At the first New Year's Eve watch night service in our new church [Northside Chapel], the night that ‘64 became ‘65, Jim Thompson brought a friend to church, David Apple. David was Jewish, living at home and attending his first year at a nearby college. He and Jim had become acquainted because Jim worked after school and on Saturdays in David's father's print shop. Harry, David's father, deeply believed the rightness of the civil rights struggle, and wanted to do something to help. Jim began telling David about his church and the wonderful interracial fellowship there, and David got curious enough to come that night. Because he loved the fellowship among the young people, he kept coming to church with Jim. After about a month he told me that he just didn't see the point of what I was teaching about Jesus. It wasn't that it antagonized him, but his response was rather, "So what?" Still, sitting through an hour of weekly irrelevance was a trade-off he was willing to make, so he continued to attend.
It was sometime later, when I heard that David had come to put his faith in Christ. At an early point in every Sunday evening service, we would stand and recite the Apostles' Creed in unison. David would arise with the rest of the congregation, but stand silently. He told me on that particular Sunday evening, standing silently with his friend Jim, somewhere in the middle of the creed he began saying it with all the rest, for he had come to realize in his heart that he now believed.
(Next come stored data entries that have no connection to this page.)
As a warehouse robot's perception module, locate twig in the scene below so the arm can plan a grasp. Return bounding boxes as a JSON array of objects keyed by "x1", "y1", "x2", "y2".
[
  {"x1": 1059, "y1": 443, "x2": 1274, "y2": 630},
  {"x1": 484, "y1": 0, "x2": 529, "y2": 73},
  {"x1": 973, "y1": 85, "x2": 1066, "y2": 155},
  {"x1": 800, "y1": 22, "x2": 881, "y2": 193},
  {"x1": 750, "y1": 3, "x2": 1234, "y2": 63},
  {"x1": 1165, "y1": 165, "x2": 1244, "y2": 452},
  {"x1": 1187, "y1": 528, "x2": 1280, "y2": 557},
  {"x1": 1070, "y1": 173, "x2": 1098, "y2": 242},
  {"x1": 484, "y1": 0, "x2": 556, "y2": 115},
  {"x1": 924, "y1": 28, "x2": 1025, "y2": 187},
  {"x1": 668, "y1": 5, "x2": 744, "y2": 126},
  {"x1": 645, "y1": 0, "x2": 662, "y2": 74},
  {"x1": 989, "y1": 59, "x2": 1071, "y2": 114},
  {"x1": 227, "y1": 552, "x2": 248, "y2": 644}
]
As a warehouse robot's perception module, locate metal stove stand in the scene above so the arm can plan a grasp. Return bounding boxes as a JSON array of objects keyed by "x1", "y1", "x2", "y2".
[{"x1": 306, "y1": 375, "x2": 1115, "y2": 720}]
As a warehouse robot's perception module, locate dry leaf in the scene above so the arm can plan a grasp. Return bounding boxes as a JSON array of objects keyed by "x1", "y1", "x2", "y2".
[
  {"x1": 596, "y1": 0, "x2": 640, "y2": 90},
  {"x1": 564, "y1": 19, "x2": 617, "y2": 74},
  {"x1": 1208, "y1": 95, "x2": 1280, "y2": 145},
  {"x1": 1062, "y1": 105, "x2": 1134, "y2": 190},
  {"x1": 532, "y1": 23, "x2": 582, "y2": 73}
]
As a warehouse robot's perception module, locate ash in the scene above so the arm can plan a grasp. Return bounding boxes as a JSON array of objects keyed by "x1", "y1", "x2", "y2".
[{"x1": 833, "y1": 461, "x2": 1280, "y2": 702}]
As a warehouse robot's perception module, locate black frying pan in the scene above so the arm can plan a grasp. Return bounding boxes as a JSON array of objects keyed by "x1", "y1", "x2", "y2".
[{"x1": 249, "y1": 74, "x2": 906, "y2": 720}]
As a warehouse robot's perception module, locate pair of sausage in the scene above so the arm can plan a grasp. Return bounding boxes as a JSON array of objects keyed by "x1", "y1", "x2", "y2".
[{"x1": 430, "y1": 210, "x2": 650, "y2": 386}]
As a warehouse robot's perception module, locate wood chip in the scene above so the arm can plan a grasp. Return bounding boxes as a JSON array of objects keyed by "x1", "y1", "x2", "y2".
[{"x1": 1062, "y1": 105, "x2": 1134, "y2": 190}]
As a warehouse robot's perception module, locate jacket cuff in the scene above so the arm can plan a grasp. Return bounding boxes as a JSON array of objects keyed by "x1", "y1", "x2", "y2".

Not too long afterward I received a call from his mother, Mimi. It was a friendly call with an invitation to come over to her house and talk. She explained that she and Harry were quite nonreligious in their Jewishness. They would occasionally go to the Reform synagogue because they were short on transcendence and long on social relevance and ethical reflection. She and Harry were part of various groups in the city working for civil rights and other dimensions of social justice, and she wanted to learn a little bit more about me. She began to pick my brain about what we believed spiritually and socially. She had heard clearly enough that I was evangelical in my theology, but I seemed to be miles away from her idea of an evangelical in my social outlook. She was surprised to learn in answer to one of her questions that I was not enamored with Richard Nixon. "You have destroyed all of my stereotypes," she said to me before I left.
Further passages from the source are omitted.